GPU-accessed memory page-locking and page sizes
In order to have fast asynchronous transfers between host and CUDA GPUs, host memory buffers need to be page-locked (aligned with the memory page size + exposed to CUDA via cudaHostRegister() function).
There is a crude hack for PME GPU purposes, which aligns existing coordinates, charges and forces buffers: https://gerrit.gromacs.org/#/c/6578
There is also a tangent work by Mark: https://gerrit.gromacs.org/#/c/6552
No matter which code we would use, the important questions are whether and how we would want to use page-aligned memory conditionally (e.g. based on PME running on CPU/GPU), and could we face problems/limits otherwise
(consider a dozen of ranks each using a dozen of page-aligned buffers with whatever large page size).
One long-term solution would be having a page-locked memory provider object which would minimize the paged memory use.
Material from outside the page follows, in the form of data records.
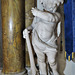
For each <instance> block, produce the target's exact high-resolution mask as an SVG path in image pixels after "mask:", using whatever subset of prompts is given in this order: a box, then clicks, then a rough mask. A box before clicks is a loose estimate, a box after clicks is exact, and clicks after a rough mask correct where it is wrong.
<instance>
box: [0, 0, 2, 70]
mask: <svg viewBox="0 0 75 75" xmlns="http://www.w3.org/2000/svg"><path fill="white" fill-rule="evenodd" d="M1 68H2V24H1V0H0V69H1Z"/></svg>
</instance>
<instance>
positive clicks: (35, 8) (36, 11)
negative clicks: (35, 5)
mask: <svg viewBox="0 0 75 75" xmlns="http://www.w3.org/2000/svg"><path fill="white" fill-rule="evenodd" d="M31 11H32V14H33V15H34V16H37V14H38V11H39V10H38V9H37V8H32V10H31Z"/></svg>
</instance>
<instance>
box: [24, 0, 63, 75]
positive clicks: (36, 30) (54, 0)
mask: <svg viewBox="0 0 75 75" xmlns="http://www.w3.org/2000/svg"><path fill="white" fill-rule="evenodd" d="M39 1H40V4H41V5H42V6H43V9H44V10H43V11H41V10H39V9H37V8H32V10H31V11H32V14H33V15H34V20H33V23H32V25H31V26H29V27H28V28H27V30H28V31H30V30H32V45H33V48H34V51H35V53H36V55H37V60H38V64H39V69H40V75H47V72H46V63H45V55H46V56H47V58H48V63H49V64H50V67H51V68H52V71H53V73H54V75H59V73H58V72H57V62H56V61H55V57H56V54H57V51H58V50H57V47H58V46H57V43H56V41H57V37H59V36H60V32H61V30H60V25H61V16H60V13H58V12H56V10H57V7H58V6H59V5H60V4H63V0H39ZM56 27H57V28H56ZM56 29H57V36H56V35H55V30H56ZM23 37H24V38H25V37H26V34H25V30H24V31H23Z"/></svg>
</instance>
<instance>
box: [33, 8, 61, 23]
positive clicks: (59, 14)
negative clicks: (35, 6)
mask: <svg viewBox="0 0 75 75" xmlns="http://www.w3.org/2000/svg"><path fill="white" fill-rule="evenodd" d="M32 13H33V15H34V16H37V17H39V18H42V19H44V20H47V21H49V22H57V21H59V19H60V14H59V13H57V12H56V13H48V12H43V11H40V10H38V9H36V8H32Z"/></svg>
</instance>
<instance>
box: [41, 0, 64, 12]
mask: <svg viewBox="0 0 75 75" xmlns="http://www.w3.org/2000/svg"><path fill="white" fill-rule="evenodd" d="M40 3H41V5H42V6H43V9H45V10H47V11H51V12H55V11H56V9H57V7H58V6H59V5H60V4H63V0H40Z"/></svg>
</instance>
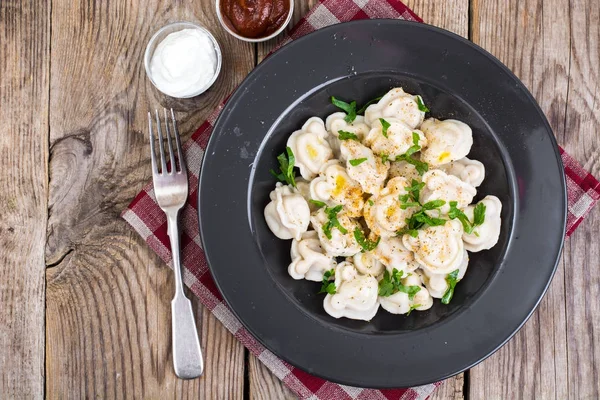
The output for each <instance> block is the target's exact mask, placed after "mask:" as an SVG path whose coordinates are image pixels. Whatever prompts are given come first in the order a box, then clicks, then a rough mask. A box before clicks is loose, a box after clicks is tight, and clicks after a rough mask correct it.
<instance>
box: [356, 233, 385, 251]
mask: <svg viewBox="0 0 600 400" xmlns="http://www.w3.org/2000/svg"><path fill="white" fill-rule="evenodd" d="M354 239H356V241H357V242H358V244H360V247H362V248H363V252H365V251H371V250H373V249H375V247H377V245H378V244H379V241H380V240H381V237H378V238H377V240H376V241H372V240H369V239H367V238H365V234H364V233H363V231H361V230H360V228H356V229H354Z"/></svg>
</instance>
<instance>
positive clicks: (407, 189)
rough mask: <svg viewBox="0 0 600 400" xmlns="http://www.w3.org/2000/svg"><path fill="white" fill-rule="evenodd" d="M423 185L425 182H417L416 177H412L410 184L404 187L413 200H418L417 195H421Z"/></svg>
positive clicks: (423, 187) (419, 195)
mask: <svg viewBox="0 0 600 400" xmlns="http://www.w3.org/2000/svg"><path fill="white" fill-rule="evenodd" d="M424 187H425V182H419V181H417V180H416V179H413V180H412V181H411V182H410V186H408V187H407V188H406V191H407V192H408V193H409V194H410V195H411V197H412V199H413V201H416V202H419V197H421V189H423V188H424Z"/></svg>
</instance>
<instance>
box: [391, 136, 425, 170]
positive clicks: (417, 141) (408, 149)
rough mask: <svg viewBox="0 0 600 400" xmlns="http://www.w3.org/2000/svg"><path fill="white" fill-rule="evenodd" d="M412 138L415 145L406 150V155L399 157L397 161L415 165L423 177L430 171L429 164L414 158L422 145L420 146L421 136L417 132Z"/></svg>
mask: <svg viewBox="0 0 600 400" xmlns="http://www.w3.org/2000/svg"><path fill="white" fill-rule="evenodd" d="M412 138H413V145H412V146H410V147H409V148H408V150H406V153H404V154H402V155H401V156H398V157H397V158H396V160H403V161H406V162H407V163H409V164H412V165H414V166H415V168H416V170H417V172H418V173H419V175H423V174H424V173H425V172H427V171H429V164H427V163H426V162H423V161H419V160H417V159H416V158H413V157H412V155H413V154H415V153H416V152H417V151H420V150H421V145H420V144H419V141H420V140H421V136H419V134H418V133H417V132H413V134H412Z"/></svg>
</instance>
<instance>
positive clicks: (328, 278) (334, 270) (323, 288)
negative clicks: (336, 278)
mask: <svg viewBox="0 0 600 400" xmlns="http://www.w3.org/2000/svg"><path fill="white" fill-rule="evenodd" d="M334 275H335V270H334V269H333V268H332V269H330V270H329V271H325V273H324V274H323V283H322V284H321V290H319V293H317V294H321V293H328V294H335V293H336V287H335V282H331V281H330V280H329V278H333V277H334Z"/></svg>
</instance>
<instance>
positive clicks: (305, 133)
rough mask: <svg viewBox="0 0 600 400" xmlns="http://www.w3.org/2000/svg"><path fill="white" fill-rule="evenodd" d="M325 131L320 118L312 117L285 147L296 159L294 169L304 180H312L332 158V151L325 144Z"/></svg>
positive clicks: (325, 134)
mask: <svg viewBox="0 0 600 400" xmlns="http://www.w3.org/2000/svg"><path fill="white" fill-rule="evenodd" d="M327 135H328V134H327V130H326V129H325V123H323V120H322V119H321V118H317V117H312V118H309V119H308V121H306V123H305V124H304V125H303V126H302V129H300V130H299V131H296V132H294V133H292V135H291V136H290V137H289V138H288V141H287V146H288V147H289V148H291V149H292V152H293V153H294V156H295V158H296V167H298V168H299V169H300V175H302V177H303V178H304V179H307V180H311V179H313V178H314V177H315V176H316V175H317V173H318V172H319V169H321V167H322V166H323V164H325V163H326V162H327V161H328V160H330V159H331V158H332V157H333V151H332V150H331V147H330V146H329V143H328V142H327Z"/></svg>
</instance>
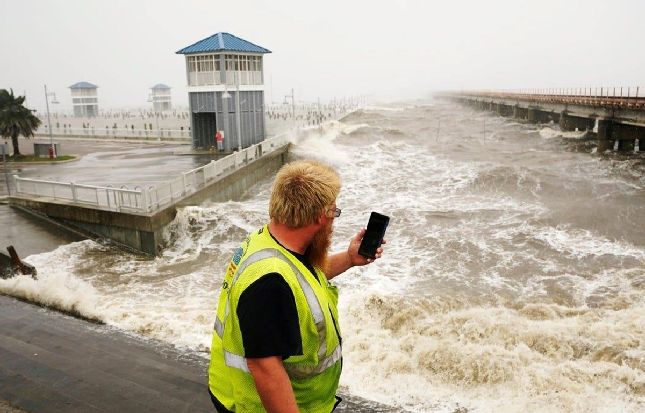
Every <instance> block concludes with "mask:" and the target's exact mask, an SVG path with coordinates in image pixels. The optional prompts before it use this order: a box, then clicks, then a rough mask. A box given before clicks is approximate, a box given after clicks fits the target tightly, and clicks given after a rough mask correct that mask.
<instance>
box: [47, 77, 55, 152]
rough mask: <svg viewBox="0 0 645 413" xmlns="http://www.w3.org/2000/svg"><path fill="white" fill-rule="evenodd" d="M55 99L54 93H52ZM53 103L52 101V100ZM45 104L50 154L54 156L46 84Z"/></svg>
mask: <svg viewBox="0 0 645 413" xmlns="http://www.w3.org/2000/svg"><path fill="white" fill-rule="evenodd" d="M54 100H56V95H54ZM52 103H53V102H52ZM45 105H46V106H47V128H48V129H49V146H50V149H51V153H52V156H53V157H54V158H56V148H55V147H54V137H53V136H52V121H51V118H50V117H49V93H47V85H45Z"/></svg>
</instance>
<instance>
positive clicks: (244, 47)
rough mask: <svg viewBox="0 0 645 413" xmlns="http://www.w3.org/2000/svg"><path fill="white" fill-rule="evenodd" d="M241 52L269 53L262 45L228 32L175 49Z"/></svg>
mask: <svg viewBox="0 0 645 413" xmlns="http://www.w3.org/2000/svg"><path fill="white" fill-rule="evenodd" d="M226 51H231V52H242V53H262V54H264V53H271V51H270V50H268V49H265V48H264V47H261V46H258V45H256V44H253V43H251V42H249V41H247V40H244V39H240V38H239V37H237V36H233V35H232V34H230V33H225V32H219V33H215V34H214V35H212V36H209V37H207V38H205V39H202V40H200V41H198V42H197V43H193V44H191V45H190V46H186V47H184V48H183V49H181V50H179V51H177V54H192V53H209V52H226Z"/></svg>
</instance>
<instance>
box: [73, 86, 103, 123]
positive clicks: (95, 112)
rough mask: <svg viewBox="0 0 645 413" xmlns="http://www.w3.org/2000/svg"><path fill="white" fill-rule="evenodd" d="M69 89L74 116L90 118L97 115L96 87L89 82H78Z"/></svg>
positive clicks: (97, 99) (97, 95)
mask: <svg viewBox="0 0 645 413" xmlns="http://www.w3.org/2000/svg"><path fill="white" fill-rule="evenodd" d="M69 88H70V90H71V91H72V105H73V107H74V116H76V117H84V118H92V117H94V116H98V115H99V98H98V93H97V89H98V86H96V85H93V84H91V83H90V82H78V83H74V84H73V85H72V86H70V87H69Z"/></svg>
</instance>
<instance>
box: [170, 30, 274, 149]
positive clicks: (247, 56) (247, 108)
mask: <svg viewBox="0 0 645 413" xmlns="http://www.w3.org/2000/svg"><path fill="white" fill-rule="evenodd" d="M266 53H271V51H270V50H267V49H265V48H263V47H260V46H258V45H255V44H253V43H251V42H249V41H246V40H244V39H240V38H239V37H236V36H234V35H232V34H230V33H216V34H214V35H212V36H210V37H207V38H205V39H202V40H200V41H198V42H197V43H194V44H192V45H190V46H187V47H185V48H183V49H181V50H179V51H178V52H177V54H183V55H185V56H186V80H187V83H188V102H189V107H190V112H191V130H192V136H193V146H194V147H195V148H209V147H211V146H216V144H215V133H216V132H217V131H218V130H221V131H224V151H225V152H230V151H232V150H234V149H237V148H239V147H241V148H246V147H248V146H251V145H253V144H256V143H258V142H261V141H263V140H264V137H265V132H264V74H263V57H264V54H266ZM238 131H239V133H238Z"/></svg>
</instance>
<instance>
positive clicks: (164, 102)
mask: <svg viewBox="0 0 645 413" xmlns="http://www.w3.org/2000/svg"><path fill="white" fill-rule="evenodd" d="M150 90H151V93H150V99H149V100H150V101H151V102H152V110H154V111H155V112H165V111H168V110H171V109H172V97H171V94H170V86H168V85H164V84H163V83H157V84H156V85H154V86H153V87H151V88H150Z"/></svg>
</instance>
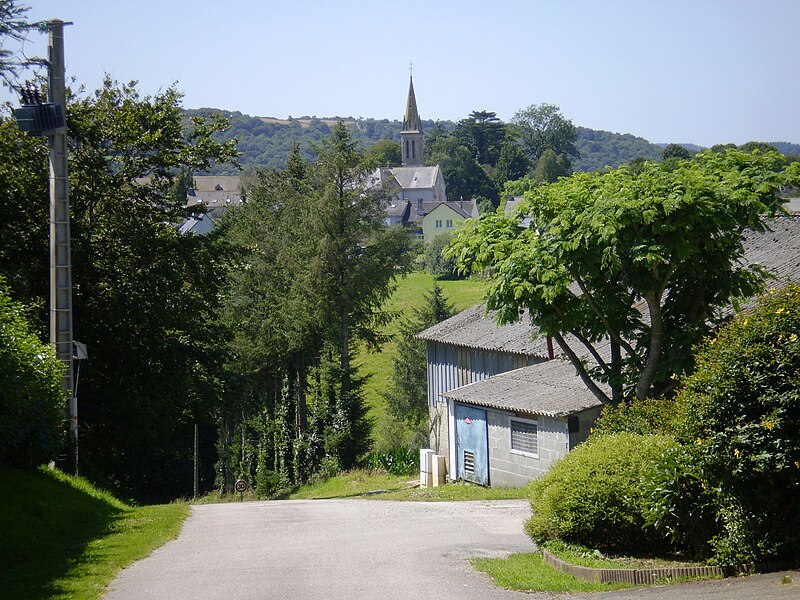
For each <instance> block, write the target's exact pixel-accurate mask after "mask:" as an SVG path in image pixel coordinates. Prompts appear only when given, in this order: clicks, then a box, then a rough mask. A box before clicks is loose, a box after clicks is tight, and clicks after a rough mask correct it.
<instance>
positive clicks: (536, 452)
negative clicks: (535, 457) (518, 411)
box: [511, 419, 539, 457]
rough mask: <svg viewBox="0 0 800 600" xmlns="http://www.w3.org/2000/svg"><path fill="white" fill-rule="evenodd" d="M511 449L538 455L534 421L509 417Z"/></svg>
mask: <svg viewBox="0 0 800 600" xmlns="http://www.w3.org/2000/svg"><path fill="white" fill-rule="evenodd" d="M511 449H512V450H516V451H517V452H522V453H523V454H529V455H531V456H537V457H538V456H539V432H538V426H537V423H536V421H516V420H514V419H511Z"/></svg>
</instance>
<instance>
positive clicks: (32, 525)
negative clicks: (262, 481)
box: [0, 467, 189, 599]
mask: <svg viewBox="0 0 800 600" xmlns="http://www.w3.org/2000/svg"><path fill="white" fill-rule="evenodd" d="M0 490H2V493H0V581H1V582H2V583H1V584H0V590H1V591H0V595H2V597H4V598H15V599H24V598H70V599H75V598H77V599H90V598H99V597H100V596H101V595H102V593H103V591H104V590H105V588H106V586H107V585H108V584H109V583H110V582H111V580H112V579H113V578H114V576H115V575H116V574H117V573H118V572H119V571H120V570H121V569H123V568H124V567H125V566H127V565H129V564H131V563H132V562H134V561H136V560H138V559H140V558H144V557H145V556H147V555H148V554H150V552H152V551H153V550H154V549H155V548H158V547H159V546H161V545H163V544H164V543H166V542H167V541H169V540H170V539H173V538H175V537H177V535H178V533H179V532H180V528H181V525H182V524H183V521H184V519H185V518H186V516H187V515H188V514H189V507H188V505H186V504H167V505H156V506H139V507H136V506H130V505H128V504H126V503H124V502H122V501H120V500H118V499H117V498H115V497H114V496H112V495H111V494H109V493H108V492H104V491H102V490H98V489H96V488H94V487H92V486H91V485H90V484H89V483H88V482H87V481H85V480H83V479H80V478H74V477H69V476H67V475H64V474H63V473H61V472H60V471H57V470H54V469H47V468H44V467H43V468H41V469H39V470H38V471H33V472H28V471H18V470H16V469H10V468H7V467H0Z"/></svg>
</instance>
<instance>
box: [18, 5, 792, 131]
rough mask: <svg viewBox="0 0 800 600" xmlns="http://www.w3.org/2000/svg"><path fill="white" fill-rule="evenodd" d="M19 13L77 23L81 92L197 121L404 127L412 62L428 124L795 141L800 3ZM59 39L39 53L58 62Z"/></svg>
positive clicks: (69, 71)
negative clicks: (459, 123)
mask: <svg viewBox="0 0 800 600" xmlns="http://www.w3.org/2000/svg"><path fill="white" fill-rule="evenodd" d="M16 3H17V4H18V5H20V4H22V5H26V6H29V7H30V11H29V13H28V20H29V21H38V20H44V19H51V18H58V19H61V20H64V21H71V22H73V25H71V26H69V27H67V28H66V29H65V56H66V65H67V77H68V78H74V81H75V82H76V84H83V85H85V86H86V88H87V89H89V90H91V89H95V88H97V87H99V85H100V84H101V82H102V80H103V77H104V75H105V74H108V75H110V76H111V77H112V78H114V79H116V80H118V81H124V82H128V81H131V80H136V81H138V82H139V89H140V91H141V92H142V93H143V94H155V93H158V92H159V91H163V90H165V89H166V88H168V87H169V86H170V85H172V84H175V85H176V86H177V88H178V89H179V90H180V91H181V92H182V93H183V94H184V99H183V106H184V107H185V108H201V107H212V108H219V109H225V110H232V111H240V112H242V113H245V114H249V115H253V116H261V117H277V118H286V117H288V116H290V115H291V116H294V117H299V116H302V115H316V116H318V117H323V116H341V117H350V116H352V117H364V118H370V117H372V118H376V119H382V118H388V119H401V118H402V115H403V112H404V109H405V100H406V94H407V91H408V78H409V66H410V63H412V62H413V77H414V88H415V91H416V97H417V104H418V107H419V112H420V115H421V117H422V118H423V119H434V120H435V119H447V120H458V119H462V118H464V117H466V116H467V115H469V113H470V112H472V111H474V110H489V111H494V112H496V113H497V115H498V116H499V117H500V118H501V119H503V120H504V121H508V120H510V119H511V118H512V117H513V116H514V113H515V112H516V111H518V110H520V109H522V108H525V107H527V106H529V105H531V104H542V103H550V104H555V105H557V106H558V107H560V109H561V112H562V114H563V115H564V116H565V117H567V118H568V119H570V120H572V122H573V123H574V124H575V125H578V126H583V127H589V128H592V129H601V130H606V131H613V132H617V133H630V134H633V135H637V136H641V137H644V138H645V139H647V140H649V141H651V142H656V143H670V142H677V143H694V144H698V145H701V146H711V145H713V144H720V143H729V142H733V143H736V144H742V143H744V142H747V141H751V140H757V141H766V142H775V141H787V142H793V143H800V114H798V113H800V77H798V68H797V60H798V57H799V56H800V35H798V34H797V29H798V25H800V0H632V1H628V0H605V1H601V0H585V1H583V0H493V1H491V2H490V1H487V0H483V1H475V0H453V1H445V0H427V1H417V0H405V1H404V0H393V1H391V2H388V1H384V0H372V1H361V0H334V1H330V0H324V1H323V0H319V1H310V0H291V1H276V0H228V1H226V2H221V1H220V0H193V1H188V0H17V2H16ZM46 37H47V36H46V35H43V34H39V33H32V34H31V36H30V39H29V41H28V42H27V43H26V46H25V53H26V55H28V56H32V55H38V56H44V55H46V46H47V39H46ZM6 47H7V45H6ZM3 94H4V96H3V99H7V98H8V97H9V96H8V94H9V92H8V91H7V90H4V91H3Z"/></svg>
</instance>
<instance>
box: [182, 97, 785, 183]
mask: <svg viewBox="0 0 800 600" xmlns="http://www.w3.org/2000/svg"><path fill="white" fill-rule="evenodd" d="M183 113H184V118H185V119H186V120H187V121H188V119H189V118H190V117H192V116H195V115H203V116H207V115H210V114H221V115H223V116H225V117H227V118H228V120H229V121H230V129H229V130H228V131H226V132H225V133H223V134H220V135H219V136H218V138H219V139H220V140H229V139H231V138H233V137H236V138H238V140H239V151H240V152H241V153H242V156H241V158H240V159H239V160H240V163H241V165H242V168H243V169H253V168H261V169H268V168H271V167H275V168H282V167H283V166H284V165H285V162H286V156H287V155H288V154H289V152H290V151H291V149H292V146H294V145H295V144H299V145H300V151H301V153H302V154H303V155H304V156H305V157H306V158H309V159H310V158H313V156H314V151H313V145H314V144H316V143H319V141H320V140H322V139H323V138H324V137H326V136H328V135H330V133H331V128H332V127H333V126H334V125H335V124H336V122H337V121H339V120H342V121H344V123H345V124H346V125H347V126H348V127H349V128H350V130H351V131H352V133H353V138H354V139H355V140H356V141H357V142H359V143H361V145H362V146H363V147H364V148H367V147H369V146H371V145H372V144H374V143H375V142H377V141H379V140H382V139H391V140H399V139H400V128H401V126H402V123H401V122H400V121H397V120H389V119H354V118H353V117H346V118H344V117H342V118H340V117H320V118H317V117H316V116H309V115H304V116H302V117H295V118H293V117H289V118H288V119H276V118H273V117H252V116H250V115H245V114H242V113H240V112H232V111H224V110H217V109H214V108H199V109H191V110H184V111H183ZM455 125H456V124H455V123H454V122H453V121H432V120H427V121H423V122H422V126H423V128H424V130H425V132H426V133H428V134H430V133H431V132H432V131H434V129H436V128H441V130H442V131H443V132H445V133H447V132H450V131H452V130H453V128H454V127H455ZM577 129H578V140H577V143H576V144H575V145H576V147H577V149H578V151H579V152H580V156H579V157H578V158H577V159H575V160H574V161H573V165H574V167H575V168H576V169H577V170H580V171H595V170H597V169H602V168H604V167H617V166H619V165H621V164H624V163H628V162H630V161H632V160H633V159H635V158H644V159H647V160H660V159H661V151H662V150H663V148H664V147H665V146H666V145H667V144H654V143H651V142H648V141H647V140H646V139H644V138H641V137H637V136H634V135H631V134H629V133H612V132H610V131H600V130H595V129H589V128H587V127H578V128H577ZM770 143H771V144H772V145H773V146H775V148H777V149H778V151H779V152H782V153H783V154H795V155H800V144H791V143H789V142H770ZM681 145H682V146H684V147H685V148H687V149H688V150H690V151H692V152H697V151H699V150H702V147H701V146H697V145H695V144H681ZM237 173H238V171H237V169H236V168H235V167H233V166H231V165H215V166H214V167H212V169H211V170H210V171H209V172H208V174H209V175H235V174H237Z"/></svg>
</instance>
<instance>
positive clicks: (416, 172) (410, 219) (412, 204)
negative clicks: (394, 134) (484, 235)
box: [369, 76, 478, 242]
mask: <svg viewBox="0 0 800 600" xmlns="http://www.w3.org/2000/svg"><path fill="white" fill-rule="evenodd" d="M400 149H401V155H402V163H401V165H400V166H399V167H379V168H377V169H376V170H375V171H374V172H373V173H372V174H371V175H370V181H369V184H370V187H373V188H383V189H384V190H386V191H388V192H389V194H390V196H391V197H390V200H389V201H388V203H387V206H386V217H385V221H386V224H387V225H389V226H398V225H402V226H405V227H409V228H413V229H415V230H416V231H417V236H418V237H419V239H421V240H424V241H426V242H430V241H432V240H433V238H435V237H436V236H437V235H439V234H440V233H446V232H448V231H450V230H452V229H453V228H454V227H455V226H456V225H457V224H458V223H460V222H462V221H464V220H465V219H468V218H471V217H477V216H478V211H477V207H476V203H475V202H474V201H472V200H461V199H459V200H458V201H455V202H451V201H448V200H447V191H446V188H445V180H444V175H443V174H442V170H441V167H439V165H433V166H426V165H425V135H424V133H423V131H422V119H420V116H419V111H418V110H417V98H416V95H415V93H414V79H413V76H412V77H411V78H410V79H409V84H408V98H407V100H406V110H405V115H404V116H403V128H402V130H401V131H400Z"/></svg>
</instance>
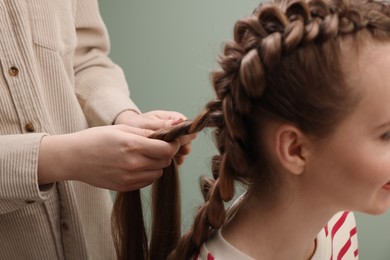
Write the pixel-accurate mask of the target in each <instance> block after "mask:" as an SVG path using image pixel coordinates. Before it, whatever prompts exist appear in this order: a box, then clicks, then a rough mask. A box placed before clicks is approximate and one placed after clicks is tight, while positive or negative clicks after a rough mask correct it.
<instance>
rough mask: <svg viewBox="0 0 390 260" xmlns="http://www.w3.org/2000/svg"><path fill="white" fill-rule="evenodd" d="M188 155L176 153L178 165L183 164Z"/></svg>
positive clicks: (176, 158)
mask: <svg viewBox="0 0 390 260" xmlns="http://www.w3.org/2000/svg"><path fill="white" fill-rule="evenodd" d="M185 159H186V157H185V156H184V155H175V160H176V163H177V164H178V165H182V164H183V163H184V161H185Z"/></svg>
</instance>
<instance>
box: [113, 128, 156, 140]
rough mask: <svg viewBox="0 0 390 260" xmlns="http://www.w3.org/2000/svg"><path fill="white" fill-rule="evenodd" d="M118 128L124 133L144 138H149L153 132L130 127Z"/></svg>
mask: <svg viewBox="0 0 390 260" xmlns="http://www.w3.org/2000/svg"><path fill="white" fill-rule="evenodd" d="M118 127H119V128H120V129H121V130H122V131H124V132H126V133H131V134H136V135H140V136H144V137H149V136H151V135H152V134H153V133H154V131H153V130H150V129H144V128H138V127H132V126H128V125H118Z"/></svg>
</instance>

#5 Updated by Szilárd Páll over 1 year ago
- Status changed from New to In Progress
Mark Abraham wrote:
I'm sure there's things to improve here moving forward!
Is there? I think most if not all use-cases are covered by the (still) so-called HostAllocator implementation. If there are remaining cases relevant for this release and current its use-cases, let's keep this issue, otherwise, I suggest focusing on what we want to do next and organize ideas/requirements on new issues for that we can target specifically.